Matthew ran to the bathroom, washed up, and skipped down the stairs, hopping over Claw on his way. His mother was in the kitchen working at the stove.
“Momma, momma!” Matthew shouted, “What are we having for dinner?”
“Dinner?” His mother said. “We haven’t even had breakfast yet.”
Just then Matthew’s father came into the kitchen. “I think I’ll fix my famous Pasta Marinara for dinner,” said the father.
“Oh no!” said Matthew.
Mama and Papa Marinara looked askance at Matthew.
“That’s odd,” said Mama Marinara. “He usually loves your pasta, Papa.”
“Hmm?” said Matthew’s father. “I wonder what’s gotten into him.”
“Baron von Tinymann,” Matthew said, under his breath.
“What’s that dear?” asked his mother, feeling his forehead to see if he had a fever.
“Nothing, Mama,” Matthew said, and went out to get the morning paper.
“Does he have a fever?” Papa Marinara asked Mama Marinara.
“No, but he seems to have jelly on his forehead.” 
The End

The Wind in the Trees

“Come on, Ricky. We’re going for a ride!” Ricky heard his mother call from the kitchen. Good! Ricky thought. He was tired of playing with his cars and trucks and tractors and trains. He’d run out of ways to have them crash, anyway.
Ricky’s mother appeared in the den and Ricky looked up to see her smiling at him. He pushed himself up from the floor and ran over to her for a hug.
“There’s my big boy,” his mother said. “Here, put on your coat.”

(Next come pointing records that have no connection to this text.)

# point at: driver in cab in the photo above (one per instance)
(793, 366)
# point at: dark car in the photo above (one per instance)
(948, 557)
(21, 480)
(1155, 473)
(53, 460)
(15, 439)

“Don’t need it,” Ricky said and pulled away.
“Come on now, honey. It’s cold outside. We don’t want you catching cold.”
Ricky looked at his mom while she struggled to get him into his coat without any help from him.
Doesn’t look cold, he thought, seeing the sun streaming in the window.
“How do you catch it?” he asked his mother.
“Catch what?” she answered, taking his hand and starting for the door.
“Cold,” he said, but his mother wasn’t listening. She was rummaging around in her purse like she always did just before going out the door.
Ricky stood on the front porch waiting for his mom to lock the door. It was cold, even though the sun was shining. The wind was making a whooshing sound in the colorful trees, and red and yellow leaves were skittering across the lawn. Something white flew up towards the porch making a crackling sound and Ricky backed up into his mother’s hip and reached for her hand.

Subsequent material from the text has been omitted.